The typical way to manage the packages is using NPM scope.
The Artifactory administrator can control who can publish to the registries.
How can the administrator controls who can publish to a specific NPM scope?
Creating multiple NPM registries in order to manage permissions could lead to conflicts. For example:
Team A owns and administrate https://<artifactory>/api/npm/npm-x
.
Team B owns and administrate https://<artifactory>/api/npm/npm-y
.
Both Team A and Team B independency decided to publish some packages under scope @my-company
.
Now Team C wants to use those packages from Team A and Team B.
They found that it is not possible because the resolution is ambiguous:
# .npmrc
# can not get package from Team B
@my-company:registry=https://<artifactory>/api/npm/npm-x
# can not get package from Team A
@my-company:registry=https://<artifactory>/api/npm/npm-y
# can it resolve correctly?
# what if both Team A and Team B publish a package named `@my-company/repo-scripts`?
registry=https://<artifactory>/api/npm/npm-virtual
Upvotes: 0
Views: 515
Reputation: 1554
This use-case can be solved either with separate repositories, or with a single repository. Both solutions rely on the ability to define include/exclude patterns. Artifactory has a very good permissions management system that can easily support this requirement.
Knowing that the file layout in an NPM repository always starts with the package name, you can use that knowledge and define an include pattern. For example, if team-A owns a scoped package named @my-company/team-a
, you can use the following include pattern:
@my-company/team-a/**
With a single repository, this can be done by creating a group for each team, and then granting each group permissions on the repository.

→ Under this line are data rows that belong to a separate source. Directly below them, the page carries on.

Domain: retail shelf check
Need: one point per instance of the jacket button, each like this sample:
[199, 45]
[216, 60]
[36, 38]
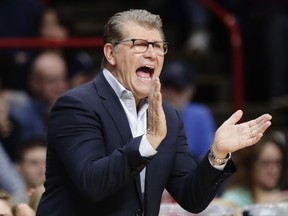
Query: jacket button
[138, 212]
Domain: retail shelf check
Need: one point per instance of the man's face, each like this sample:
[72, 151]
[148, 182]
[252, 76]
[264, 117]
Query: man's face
[136, 70]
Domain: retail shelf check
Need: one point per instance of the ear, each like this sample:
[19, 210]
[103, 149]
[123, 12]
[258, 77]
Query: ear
[109, 53]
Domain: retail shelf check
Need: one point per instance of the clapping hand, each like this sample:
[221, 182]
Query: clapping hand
[231, 136]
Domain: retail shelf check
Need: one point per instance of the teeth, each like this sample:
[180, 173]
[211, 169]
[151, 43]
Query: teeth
[149, 66]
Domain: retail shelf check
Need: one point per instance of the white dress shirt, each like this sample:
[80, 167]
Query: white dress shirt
[137, 120]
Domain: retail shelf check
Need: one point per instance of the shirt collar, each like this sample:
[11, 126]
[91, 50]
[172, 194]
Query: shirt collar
[119, 89]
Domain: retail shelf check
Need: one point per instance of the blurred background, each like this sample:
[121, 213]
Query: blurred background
[236, 52]
[239, 48]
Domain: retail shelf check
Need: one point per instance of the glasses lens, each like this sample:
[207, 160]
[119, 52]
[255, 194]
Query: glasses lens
[140, 45]
[160, 48]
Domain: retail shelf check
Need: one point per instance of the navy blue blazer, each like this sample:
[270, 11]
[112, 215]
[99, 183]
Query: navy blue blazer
[93, 162]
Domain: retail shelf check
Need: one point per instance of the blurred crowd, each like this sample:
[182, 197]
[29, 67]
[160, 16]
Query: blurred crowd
[32, 79]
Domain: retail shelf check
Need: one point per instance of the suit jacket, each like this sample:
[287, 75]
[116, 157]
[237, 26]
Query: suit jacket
[93, 162]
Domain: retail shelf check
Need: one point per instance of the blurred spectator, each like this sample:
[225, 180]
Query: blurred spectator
[18, 19]
[31, 164]
[79, 63]
[178, 88]
[190, 19]
[9, 130]
[6, 204]
[9, 208]
[47, 81]
[36, 196]
[262, 173]
[10, 180]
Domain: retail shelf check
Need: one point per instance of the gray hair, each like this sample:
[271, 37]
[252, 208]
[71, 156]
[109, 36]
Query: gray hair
[113, 29]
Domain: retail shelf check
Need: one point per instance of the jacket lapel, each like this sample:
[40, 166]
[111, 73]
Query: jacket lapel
[117, 113]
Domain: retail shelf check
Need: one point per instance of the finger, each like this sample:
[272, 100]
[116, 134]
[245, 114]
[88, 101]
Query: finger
[259, 121]
[234, 118]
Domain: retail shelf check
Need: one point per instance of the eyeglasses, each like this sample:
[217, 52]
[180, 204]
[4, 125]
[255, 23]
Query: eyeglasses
[141, 46]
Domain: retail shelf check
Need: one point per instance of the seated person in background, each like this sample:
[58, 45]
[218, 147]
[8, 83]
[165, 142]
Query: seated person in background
[31, 163]
[56, 27]
[178, 88]
[47, 80]
[9, 208]
[262, 173]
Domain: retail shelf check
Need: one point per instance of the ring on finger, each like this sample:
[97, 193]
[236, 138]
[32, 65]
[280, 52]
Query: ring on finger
[251, 135]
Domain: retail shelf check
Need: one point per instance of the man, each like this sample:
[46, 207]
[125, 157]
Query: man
[113, 146]
[47, 81]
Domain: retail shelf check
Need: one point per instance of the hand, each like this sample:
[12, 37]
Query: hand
[157, 128]
[231, 137]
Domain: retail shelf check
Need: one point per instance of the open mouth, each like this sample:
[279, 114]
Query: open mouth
[145, 72]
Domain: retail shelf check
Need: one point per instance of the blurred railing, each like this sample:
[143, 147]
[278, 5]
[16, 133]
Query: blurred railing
[236, 45]
[95, 42]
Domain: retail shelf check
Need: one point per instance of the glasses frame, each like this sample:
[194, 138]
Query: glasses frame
[165, 45]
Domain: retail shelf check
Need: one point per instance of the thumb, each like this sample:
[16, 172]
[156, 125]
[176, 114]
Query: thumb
[234, 118]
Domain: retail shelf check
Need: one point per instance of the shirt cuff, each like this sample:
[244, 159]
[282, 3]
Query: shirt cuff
[145, 148]
[219, 167]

The permissions of each team shall be limited to path prefix(es) in that repository, based on the scope(s) that team owns.
With multiple repositories, the permissions can be granted for each team (group) on their own repository, no need for include/exclude patterns. Instead, the repository can be configured to accept only files which match include/exclude patterns. If you choose to use multiple repositories, you can create a virtual repository that aggregates the local repositories. This way, clients only need to use a single registry which gives an abstraction on top the other registries.